Teradata Database Design

prodname
Teradata Database
vrm_release
15.00
category
User Guide
featnum
B035-1094-015K

Join Access: Column Selection Guidelines

When designing for join access, you should first consider selecting common join columns for use as primary indexes. Joining tables on their primary indexes permits the Optimizer to specify hash or merge joins, two highly effective techniques, in the join plan to further optimize a query.

The effectiveness of a merge join relates directly to whether it is made on primary indexes or not.
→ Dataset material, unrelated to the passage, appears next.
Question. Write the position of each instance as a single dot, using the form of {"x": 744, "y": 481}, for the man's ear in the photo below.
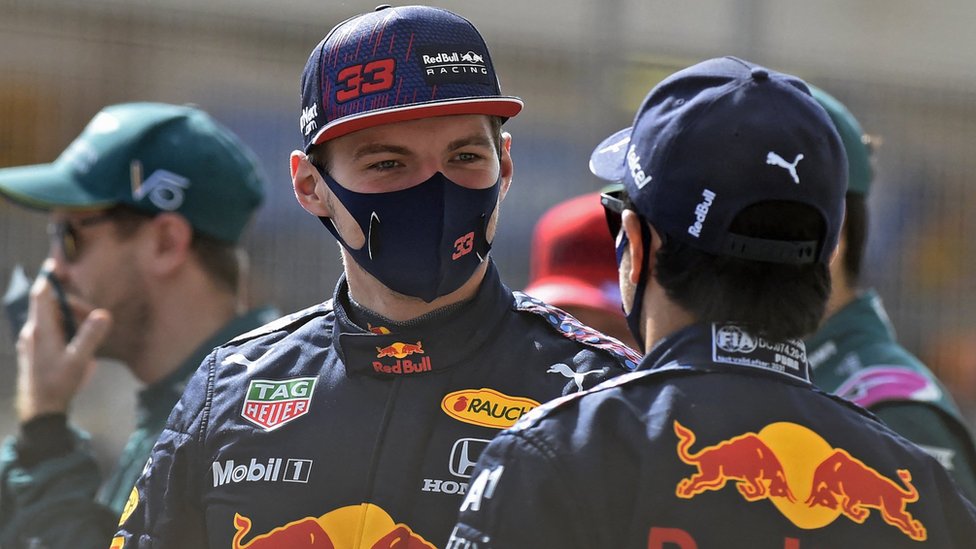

Possible scenarios, presented in order of optimum performance from best to worst, are as follows:

 

                               Join Predicate

              Redistribution Action Required

Tables joined on their primary indexes (and partitioning columns, if there are any).

None.

Tables joined on their primary indexes, but not on all partitioning columns.

Direct join in some cases, otherwise redistribute and sort the rows to be joined.

One join column is a primary index; the other is not.

Qualified rows from one table must be redistributed and sorted.

Neither join column is a primary index.

Qualified rows from both tables must be redistributed and sorted.

For multicolumn joins, you should consider using all, or at least a subset, of the join columns as the primary index.

Analogously to designing for row access, the primary guideline for selecting a primary index for join access is to choose a column or, less preferably, a set of columns, that is most frequently used to make the join. In other words, define the primary indexes for the tables to be joined on a column set that is most frequently equated to discrete values in WHERE or ON clause predicates in your application environment.

If you define a primary index on too many columns, then those queries that do not specify all of the columns in the index are not assigned a hash or merge join by the Optimizer.

If you define a partitioned primary index with too large a number of populated partitions, join access performance can be degraded.